North Texas already has a preview of how all this can play out on the ground. In February, a Prime Air test flight in Richardson struck the side of an apartment building, triggering anger on the block and fresh questions for city leaders about what, exactly, residents had signed up for. Neighbors have also complained about frequent, low-altitude overflights.

The Dallas Observer reported on a March city council meeting where residents pressed Amazon about noise and privacy. A company representative told council members the Richardson site had already delivered more than 13,000 orders since it launched. In more granular neighborhood coverage, delivery drone slams Richardson apartment coverage captured the immediate safety worries that have pushed local officials to pursue route changes, noise studies, and additional community outreach.

What this could mean for West Dallas

Amazon pitches Prime Air as one piece of a larger effort to speed up delivery. In his April shareholder letter, CEO Andy Jassy called Prime Air "a multi-year invention cycle" and said the company aims to serve 30 million customers by the end of this year and deliver half a billion packages by the end of the decade. The letter from Amazon makes clear the company sees drones as a complement to its same-day fulfillment centers, which could cut some truck miles on local roads but also create persistent low-altitude drone traffic near homes and businesses.

Given the FAA's rules on hours and per-site flight caps, West Dallas planners are likely to push for detailed route maps, noise monitoring, and fast incident response protocols as part of any approval or operating agreement.
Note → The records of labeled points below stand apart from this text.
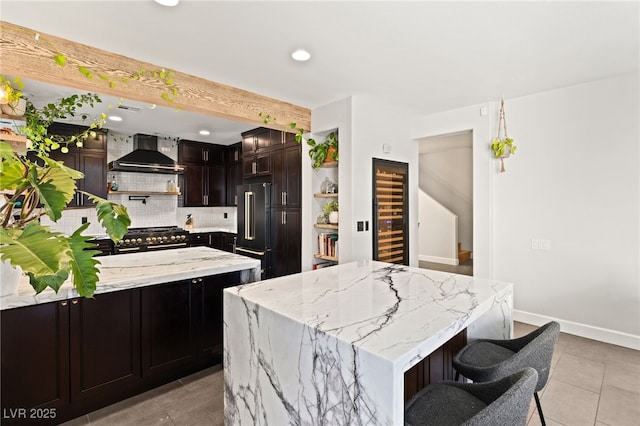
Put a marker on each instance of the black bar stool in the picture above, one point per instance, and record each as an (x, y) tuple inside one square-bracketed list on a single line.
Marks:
[(488, 359), (500, 402)]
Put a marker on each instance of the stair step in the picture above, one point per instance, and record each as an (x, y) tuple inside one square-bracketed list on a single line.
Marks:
[(463, 255)]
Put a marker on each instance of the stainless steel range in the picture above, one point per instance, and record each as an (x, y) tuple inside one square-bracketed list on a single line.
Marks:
[(152, 238)]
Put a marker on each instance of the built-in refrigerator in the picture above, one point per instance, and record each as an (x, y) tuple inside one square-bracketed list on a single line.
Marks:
[(254, 224)]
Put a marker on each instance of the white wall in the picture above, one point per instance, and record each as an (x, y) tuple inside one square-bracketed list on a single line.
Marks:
[(438, 231), (446, 174), (376, 123), (365, 124), (575, 183)]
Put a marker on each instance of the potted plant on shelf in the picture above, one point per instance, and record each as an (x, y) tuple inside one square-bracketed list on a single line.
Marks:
[(323, 152), (11, 100), (502, 146), (33, 185), (330, 211)]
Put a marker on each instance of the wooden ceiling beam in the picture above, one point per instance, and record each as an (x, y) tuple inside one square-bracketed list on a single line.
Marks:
[(30, 54)]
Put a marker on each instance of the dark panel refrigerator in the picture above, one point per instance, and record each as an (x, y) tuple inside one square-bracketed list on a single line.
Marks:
[(254, 224)]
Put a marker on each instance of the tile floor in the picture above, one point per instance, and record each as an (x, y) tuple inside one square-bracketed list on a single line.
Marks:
[(591, 383)]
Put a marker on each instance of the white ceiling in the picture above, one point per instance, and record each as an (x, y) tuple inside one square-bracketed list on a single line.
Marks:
[(424, 56)]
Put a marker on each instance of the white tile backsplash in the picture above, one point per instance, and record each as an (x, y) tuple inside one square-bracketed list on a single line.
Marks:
[(157, 210)]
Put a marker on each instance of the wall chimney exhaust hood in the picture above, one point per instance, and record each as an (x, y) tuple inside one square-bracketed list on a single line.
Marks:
[(145, 158)]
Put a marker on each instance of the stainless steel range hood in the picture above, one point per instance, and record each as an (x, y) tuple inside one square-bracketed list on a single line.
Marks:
[(145, 158)]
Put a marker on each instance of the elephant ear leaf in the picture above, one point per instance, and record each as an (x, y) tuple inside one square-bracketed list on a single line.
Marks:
[(40, 252), (83, 264), (113, 217)]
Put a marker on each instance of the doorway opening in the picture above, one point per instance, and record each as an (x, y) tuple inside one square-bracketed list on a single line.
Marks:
[(445, 170)]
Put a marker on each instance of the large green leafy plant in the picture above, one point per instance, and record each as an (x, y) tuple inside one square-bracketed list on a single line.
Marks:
[(34, 185)]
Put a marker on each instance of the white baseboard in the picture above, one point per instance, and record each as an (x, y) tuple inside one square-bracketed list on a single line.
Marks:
[(583, 330), (436, 259)]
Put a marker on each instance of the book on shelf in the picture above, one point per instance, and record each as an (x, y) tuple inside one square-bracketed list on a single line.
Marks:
[(328, 244)]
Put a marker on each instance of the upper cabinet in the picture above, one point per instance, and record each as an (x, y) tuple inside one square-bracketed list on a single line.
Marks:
[(200, 153), (258, 146), (204, 180), (234, 172)]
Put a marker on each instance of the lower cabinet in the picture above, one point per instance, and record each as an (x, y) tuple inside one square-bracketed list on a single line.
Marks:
[(64, 359), (35, 364), (286, 227)]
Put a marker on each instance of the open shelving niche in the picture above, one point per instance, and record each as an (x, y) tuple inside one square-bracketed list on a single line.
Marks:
[(330, 171)]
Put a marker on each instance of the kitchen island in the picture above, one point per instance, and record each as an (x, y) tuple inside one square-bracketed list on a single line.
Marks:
[(155, 317), (331, 346)]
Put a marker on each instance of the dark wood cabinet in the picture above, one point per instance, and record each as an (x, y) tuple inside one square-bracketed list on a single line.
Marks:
[(203, 186), (286, 177), (204, 179), (234, 173), (435, 367), (90, 159), (64, 359), (193, 152), (217, 240), (104, 344), (286, 228), (35, 361), (182, 324), (168, 337), (61, 358)]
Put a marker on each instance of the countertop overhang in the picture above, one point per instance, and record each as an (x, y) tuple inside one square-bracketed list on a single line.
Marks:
[(131, 270)]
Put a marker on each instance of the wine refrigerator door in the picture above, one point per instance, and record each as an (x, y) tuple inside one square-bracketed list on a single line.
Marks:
[(390, 210)]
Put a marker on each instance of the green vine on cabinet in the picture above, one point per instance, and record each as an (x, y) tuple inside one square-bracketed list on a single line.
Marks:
[(61, 59), (320, 152)]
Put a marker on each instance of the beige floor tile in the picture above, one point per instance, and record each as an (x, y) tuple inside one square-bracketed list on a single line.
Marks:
[(580, 372), (568, 404), (619, 407), (580, 369), (623, 375), (78, 421), (620, 354), (194, 407)]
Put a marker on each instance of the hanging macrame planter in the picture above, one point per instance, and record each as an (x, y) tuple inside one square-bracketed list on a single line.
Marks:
[(503, 146)]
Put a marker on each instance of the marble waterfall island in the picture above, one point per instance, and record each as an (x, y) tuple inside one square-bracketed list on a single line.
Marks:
[(330, 346)]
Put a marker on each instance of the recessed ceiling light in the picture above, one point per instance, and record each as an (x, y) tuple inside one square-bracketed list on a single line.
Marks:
[(167, 2), (301, 55)]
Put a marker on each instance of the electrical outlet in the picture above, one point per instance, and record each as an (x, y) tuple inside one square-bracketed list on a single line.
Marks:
[(540, 244)]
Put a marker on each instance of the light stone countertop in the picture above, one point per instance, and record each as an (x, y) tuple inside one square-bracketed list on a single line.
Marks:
[(213, 229), (131, 270), (332, 345)]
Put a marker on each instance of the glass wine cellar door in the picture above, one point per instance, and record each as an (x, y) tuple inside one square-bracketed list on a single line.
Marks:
[(390, 208)]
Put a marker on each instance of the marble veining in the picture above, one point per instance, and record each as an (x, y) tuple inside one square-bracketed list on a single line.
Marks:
[(330, 347), (131, 270)]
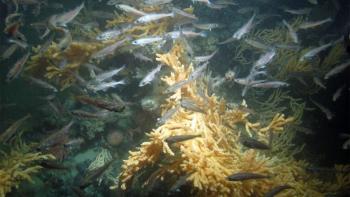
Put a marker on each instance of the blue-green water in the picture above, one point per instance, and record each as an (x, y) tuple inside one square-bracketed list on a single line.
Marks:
[(302, 88)]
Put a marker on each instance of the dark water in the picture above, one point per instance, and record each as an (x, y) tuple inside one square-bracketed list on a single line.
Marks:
[(113, 133)]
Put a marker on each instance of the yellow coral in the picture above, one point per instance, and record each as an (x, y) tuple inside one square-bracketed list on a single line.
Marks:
[(216, 153), (17, 166)]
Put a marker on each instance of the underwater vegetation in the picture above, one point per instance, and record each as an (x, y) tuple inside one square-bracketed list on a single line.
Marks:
[(207, 160)]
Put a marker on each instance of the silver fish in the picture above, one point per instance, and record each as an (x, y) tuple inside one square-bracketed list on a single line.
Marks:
[(108, 35), (129, 9), (157, 2), (206, 58), (326, 111), (151, 17), (147, 40), (191, 105), (241, 31), (167, 115), (318, 82), (109, 49), (106, 86), (207, 26), (9, 51), (336, 70), (270, 84), (176, 86), (64, 18), (310, 54), (17, 68), (43, 84), (257, 44), (265, 59), (299, 11), (150, 76), (338, 93), (312, 24), (109, 74), (292, 32)]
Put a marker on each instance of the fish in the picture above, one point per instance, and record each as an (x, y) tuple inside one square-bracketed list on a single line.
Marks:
[(151, 17), (173, 88), (179, 138), (63, 19), (310, 54), (93, 175), (312, 24), (142, 57), (270, 84), (257, 44), (43, 84), (242, 176), (19, 43), (17, 68), (108, 74), (86, 114), (106, 85), (150, 76), (292, 32), (108, 50), (298, 11), (318, 82), (276, 190), (185, 33), (338, 93), (109, 35), (250, 142), (157, 2), (189, 104), (206, 58), (167, 115), (241, 31), (9, 51), (326, 111), (129, 9), (265, 59), (198, 71), (338, 69), (9, 133), (147, 40), (101, 103), (207, 26)]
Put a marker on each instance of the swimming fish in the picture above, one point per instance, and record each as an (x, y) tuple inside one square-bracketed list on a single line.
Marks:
[(147, 40), (101, 103), (292, 32), (206, 58), (276, 190), (129, 9), (242, 176), (179, 138), (43, 84), (150, 76), (108, 74), (17, 68)]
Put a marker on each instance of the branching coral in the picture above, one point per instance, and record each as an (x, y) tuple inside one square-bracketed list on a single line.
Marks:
[(48, 63), (208, 159), (18, 165)]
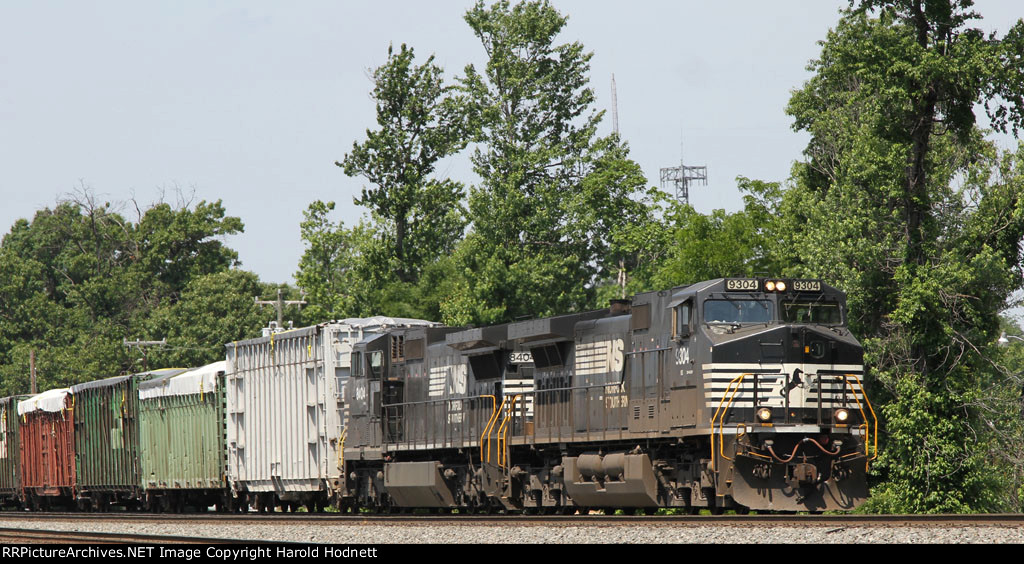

The Chalk Hill site sits in a part of the city that already lives with heavy logistics traffic, and the question for neighbors is whether trading some vans for buzzing aircraft feels like an upgrade.

Timeline and next steps

Public records show Amazon's local filing was posted in mid-April, and, according to Dallas Innovates, construction at DAL3 could start this summer. Test flights for final FAA approval could begin as early as August. Before drones can actually launch from Chalk Hill, Amazon still needs local permitting and final FAA amendments to its operations specifications. Residents should watch for city-hosted briefings and permit notices that will spell out how the paddock is expected to operate.

If the West Dallas PADDC moves ahead, it will serve as an early test of whether Prime Air can scale inside denser North Texas neighborhoods without repeating the kind of community friction already on display in Richardson. For now, the Chalk Hill proposal is the latest step in Prime Air's rapid Texas expansion, and a reminder that rolling out drone logistics is as much a zoning hearing and neighborhood meeting issue as it is an aviation one. City staff, neighborhood groups and Amazon will ultimately decide the safeguards and schedules that determine whether the West Dallas drone paddock fades into the background of daily life or turns into the next flashpoint for local pushback.